Sourdough Starter, noun: The realization, upon opening your eyes, that your day will be the same as the 300 days before. Alternatively, one who wakes up and realizes the same. As in, Sorry to be such a sourdough starter, I’m just over it today.
Spritzer, noun: The cheap hand sanitizer offered at shop entrances that smells like the kind of wine you got at student art openings. As in, Jeebus, this spritzer smells like that cheap tequila I used to drink.

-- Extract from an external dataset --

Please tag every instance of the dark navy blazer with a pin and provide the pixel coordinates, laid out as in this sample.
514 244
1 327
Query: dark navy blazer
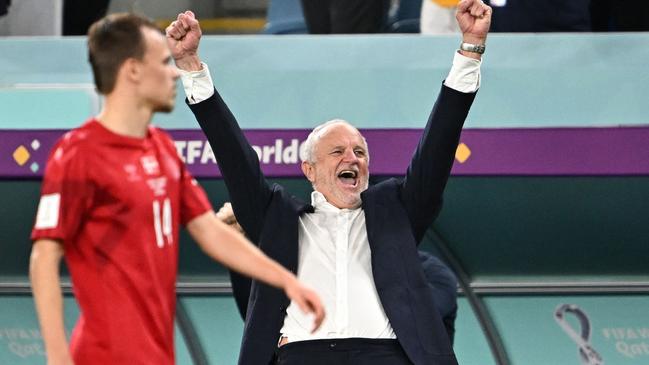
397 214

Staycation, noun, retro; A quaint word harking back to a different time when the idea of staying home held appeal. As in, Remember when we used to long for a staycation? Ha ha ha ha.
The Queen’s Gambit, slang: A risky move which consists of only dressing from the waist up for Zoom meetings. As in, I’m going to play The Queen’s Gambit for my conference call today. What could go wrong?
Vanity plates, noun: The stack of household items your laptop rests on to raise its camera to avoid a double chin. As in, Do you think she had some work done or is she just using a stack of vanity plates?
Work From Home, noun: Watching Bridgerton on your laptop with your headphones in and periodically nodding and saying, “Yes, of course. I’ll get that to you right away,” whenever your child walks by. As in, Don’t bother me right now, I’m working from home.
Work Spouse, noun: The work version of your partner/spouse you don’t normally get to see, who says and does things that you don’t recognize, like “let’s circle back to that”. As in, I can overhear everything my work spouse says, and I’m like, who is this person I married??
Workus Interuptus, noun: The Latin name for when your kid loudly begs for a snack in the middle of a Teams meeting. As in, Mommy is on a WORK CALL RIGHT NOW!
Stay safe folks. We’re almost there.
2 Comments Add yours
These are all excellent! The vanity plates at our house are Trivial Pursuit game boxes so for a low count of two, the angle is satisfactorily and sufficiently high, absolutely necessary due to Covid restrictions. The spritzer one made me laugh out loud because my daughter and I had that exact conversation yesterday but it was cheap rum. Thanks for the much needed laugh.
My pleasure! I’m so glad we can still find things to laugh at, right?